After working as a hiring manager in the sports industry, professor Marybeth Lennox-Levins has always seen the value of getting hands-on experience in the industry of sport.  

“It seemed like a no-brainer that students would have hands-on hours required as a part of even that first course,” she said of the introductory service learning course.  

She said that one of the main reasons for her keeping this requirement was because she wanted to ensure that kids could get jobs post-graduation, as well as make connections.  

“I think it’s really great that Marybeth has the program structured with so many internship hours because it gives you great preparation to enter the workforce,” said Zack Durr, a freshman sport management major who took the course this past fall semester.  

Durr spent his 20 hours working with his former high school’s athletic director, and especially enjoyed learning more about the everyday life of someone in the industry. The experience he gained throughout the 20 hours assisted him in obtaining more skills and knowledge to use in his future career.  

Lennox-Levins also shared the importance of experimenting in the field, having the ability to put real life skills on a resume, and building a network.  

“I’d have to say of those three, actually probably building the network is the most important part,” she said.  

Lennox-Levins stressed that building a network is really what gets a student job interviews and opportunities, making it the most important part of getting hands-on experience in many different ways.  

Students are provided with a list of contacts of various different sports-related locations that they have the option of working with for their hours.

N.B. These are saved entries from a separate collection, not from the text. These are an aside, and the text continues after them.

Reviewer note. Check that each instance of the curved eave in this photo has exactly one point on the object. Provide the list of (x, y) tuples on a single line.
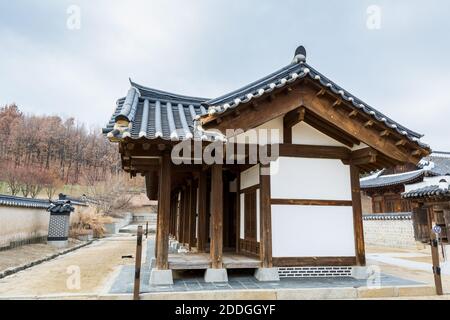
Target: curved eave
[(297, 72)]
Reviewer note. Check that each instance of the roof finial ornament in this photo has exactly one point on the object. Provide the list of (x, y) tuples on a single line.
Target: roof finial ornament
[(300, 55), (443, 184)]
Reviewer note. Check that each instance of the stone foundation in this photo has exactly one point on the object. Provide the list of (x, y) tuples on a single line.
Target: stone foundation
[(390, 230)]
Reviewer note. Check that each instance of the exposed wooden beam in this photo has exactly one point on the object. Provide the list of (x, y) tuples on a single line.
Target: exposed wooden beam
[(164, 214), (311, 202), (337, 103), (310, 151), (368, 123), (265, 219), (321, 92), (216, 250), (384, 133), (353, 113), (313, 261), (192, 214), (357, 216), (203, 228), (330, 130), (293, 117), (151, 183)]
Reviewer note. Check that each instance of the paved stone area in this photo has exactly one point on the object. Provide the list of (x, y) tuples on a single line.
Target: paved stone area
[(193, 281)]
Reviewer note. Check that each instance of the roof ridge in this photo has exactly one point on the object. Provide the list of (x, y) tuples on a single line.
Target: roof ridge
[(166, 93)]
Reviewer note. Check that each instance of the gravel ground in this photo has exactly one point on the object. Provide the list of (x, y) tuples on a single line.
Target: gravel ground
[(29, 253), (96, 263)]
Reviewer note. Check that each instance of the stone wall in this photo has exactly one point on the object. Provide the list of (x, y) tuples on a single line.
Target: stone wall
[(25, 225), (21, 225), (390, 230)]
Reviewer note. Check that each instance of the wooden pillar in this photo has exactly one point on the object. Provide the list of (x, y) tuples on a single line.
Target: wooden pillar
[(435, 254), (192, 214), (164, 213), (173, 214), (265, 219), (357, 217), (151, 184), (186, 207), (216, 250), (179, 221), (203, 228), (238, 212)]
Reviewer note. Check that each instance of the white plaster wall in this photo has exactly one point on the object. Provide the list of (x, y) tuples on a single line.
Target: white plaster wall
[(19, 224), (303, 133), (250, 177), (427, 181), (312, 231), (242, 216), (301, 178)]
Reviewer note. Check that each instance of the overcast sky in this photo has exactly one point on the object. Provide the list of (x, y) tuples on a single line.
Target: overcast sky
[(206, 48)]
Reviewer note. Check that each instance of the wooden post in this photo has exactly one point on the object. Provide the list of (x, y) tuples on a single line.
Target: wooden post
[(164, 213), (192, 214), (216, 249), (435, 254), (186, 207), (238, 212), (357, 217), (202, 211), (180, 217), (265, 219), (151, 183), (138, 261)]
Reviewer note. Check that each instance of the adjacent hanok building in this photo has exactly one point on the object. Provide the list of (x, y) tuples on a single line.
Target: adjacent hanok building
[(265, 177), (386, 186)]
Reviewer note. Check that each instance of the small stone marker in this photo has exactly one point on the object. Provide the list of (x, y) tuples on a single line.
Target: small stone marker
[(58, 229), (437, 229)]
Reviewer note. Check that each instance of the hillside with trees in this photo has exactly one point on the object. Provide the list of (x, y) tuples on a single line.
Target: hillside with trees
[(40, 154)]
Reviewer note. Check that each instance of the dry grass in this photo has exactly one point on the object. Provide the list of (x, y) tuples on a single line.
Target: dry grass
[(90, 221)]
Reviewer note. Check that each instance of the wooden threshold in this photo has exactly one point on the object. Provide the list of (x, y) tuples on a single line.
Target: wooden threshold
[(313, 261), (199, 261), (311, 202)]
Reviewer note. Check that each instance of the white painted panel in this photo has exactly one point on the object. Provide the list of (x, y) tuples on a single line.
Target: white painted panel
[(257, 216), (312, 231), (250, 177), (301, 178), (303, 133), (242, 216)]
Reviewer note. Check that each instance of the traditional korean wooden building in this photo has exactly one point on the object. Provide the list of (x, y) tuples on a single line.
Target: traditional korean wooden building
[(386, 186), (230, 212)]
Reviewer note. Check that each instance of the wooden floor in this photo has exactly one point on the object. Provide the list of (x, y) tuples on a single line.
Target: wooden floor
[(195, 261)]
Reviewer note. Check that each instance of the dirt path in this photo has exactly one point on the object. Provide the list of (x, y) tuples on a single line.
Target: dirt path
[(95, 264)]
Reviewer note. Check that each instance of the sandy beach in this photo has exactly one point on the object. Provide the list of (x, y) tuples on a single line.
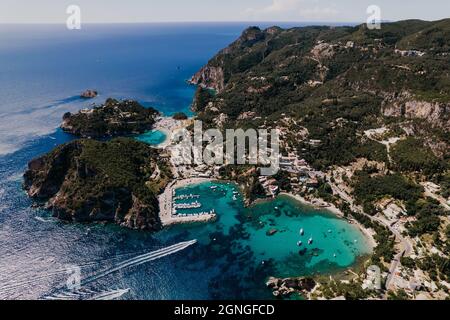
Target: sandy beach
[(332, 208)]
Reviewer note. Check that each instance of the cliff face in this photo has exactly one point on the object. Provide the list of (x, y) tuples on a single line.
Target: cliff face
[(335, 82), (215, 74), (77, 183), (210, 77)]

Students are also not limited to this list, however, and can choose somewhere else to complete hours.  

“Not everything is college sport, not everything is high school sport, not everything is professional or minor league sport, so students have a lot of options,” Lennox-Levins said.  

She said she wants to ensure that she is giving her students a list of diverse experiences.  

Freshman sport management major Abbas Abdulrahman completed 12 of his service learning hours with professor Andy Weinburg here at Castleton, as well eight hours at his former high school.  

“This was helpful for showing me what I am in for,” he said.  

Abdulrahman said how much the experience helped give him an idea of what event management in sport can look like, and what he may be doing in his future.  

He helped Weinburg with two different events in the community involving elders in sports including the Senior Games Bike Race and Senior Games 3-on-3 Basketball Tournament.  

“There was a 20-mile bike race and we had to take care of the traffic to make sure everyone was safe and that they could get the best possible time with no disruptions,” he said.  

For the basketball tournament, he said he had to do a few simple things like running the clock and keeping track of scores. He also mentioned how entertaining it was to watch these games.  

“Even though the players were old and well in their 60s, they could play really well, and it was impressive,” he said.  

Students often express how much they enjoy their experience and how it doesn’t feel like work. They say they meet great people, and have a lot of fun doing what they want to do in their future.  

“It proves how much she cares about her students becoming strong professionals within sport, and it gives us all a taste of what our future might hold,” Durr said of Lennox-Levins.